Only in the sense that you can sign any arbitrary piece of text or data
with your certificates.

-- 
brian m. carlson / brian with sandals: Houston, Texas, US
+1 832 623 2791 | http://www.crustytoothpaste.net/~bmc | My opinion only
OpenPGP: RSA v4 4096b: 88AC E9B2 9196 305B A994 7552 F1BA 225C 0223 B187

Re: Git: Please allow to use gpgsm to support X.509 certificates

[John Keeping]

On Sat, Apr 19, 2014 at 11:03:07AM +0000, Schittli Thomas wrote:
> last night, brian m.

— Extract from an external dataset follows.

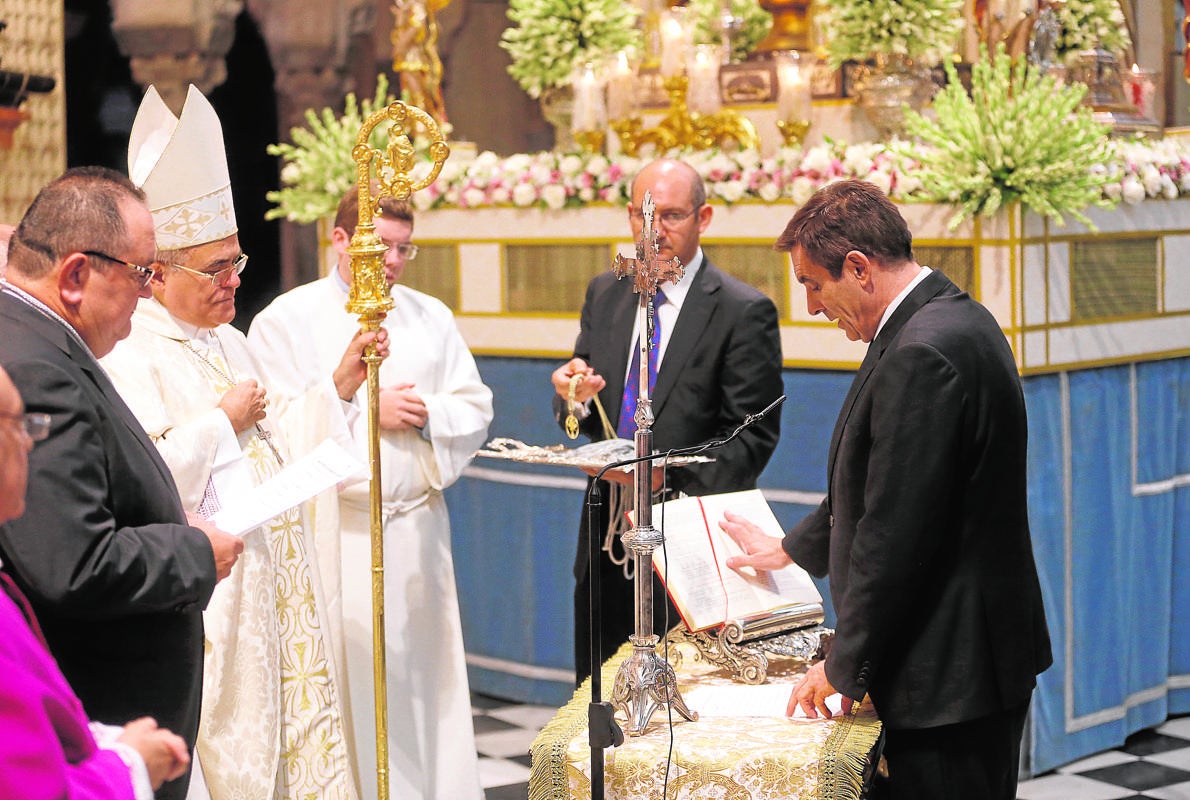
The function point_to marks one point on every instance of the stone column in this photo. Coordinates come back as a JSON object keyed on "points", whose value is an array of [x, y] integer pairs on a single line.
{"points": [[174, 43]]}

Carlson explained, that "Git wants a key that can
> be used by GnuPG" and therefore X.509 certificates are not supported.
> 
> As you probably know, since 3 years gpg supports X.509 -
> unfortunately, gpg does not automatically detect X.509 certificates
> and we have to use gpgsm instead of gpg.
> The good thing: for identical functions, the command line arguments are identical :-)
> 
> Therefore: please allow to configure git, so that it can use gpg or gpgsm.
> Or even better: if gpg fails, then please automatically try gpgsm :-)

Have you tried `git config gpg.program gpgsm`?

AW: Git: Please allow to use gpgsm to support X.509 certificates

[Schittli Thomas]

Hi John,

> Have you tried `git config gpg.program gpgsm`?

wau, thanks a lot for this hint!, it works :-)

I think a "seamless" integration for all certificate-types would be better, 
but I try to motivate GnuPG to merge the function of gpgsm.exe into gpg.exe.
This would give a great benefit for all applications using GnuPG.

Thanks a lot,
kind regards,
Tom



________________________________________
Von: git-owner@vger.kernel.org [git-owner@vger.kernel.org]" im Auftrag von "John Keeping [john@keeping.me.uk]
Gesendet: Samstag, 19. April 2014 17:19
An: Schittli Thomas
Cc: git@vger.kernel.org
Betreff: Re: Git: Please allow to use gpgsm to support X.509 certificates

On Sat, Apr 19, 2014 at 11:03:07AM +0000, Schittli Thomas wrote:
> last night, brian m. Carlson explained, that "Git wants a key that can
> be used by GnuPG" and therefore X.509 certificates are not supported.
>
> As you probably know, since 3 years gpg supports X.509 -
> unfortunately, gpg does not automatically detect X.509 certificates
> and we have to use gpgsm instead of gpg.
> The good thing: for identical functions, the command line arguments are identical :-)
>
> Therefore: please allow to configure git, so that it can use gpg or gpgsm.
> Or even better: if gpg fails, then please automatically try gpgsm :-)

Have you tried `git config gpg.program gpgsm`?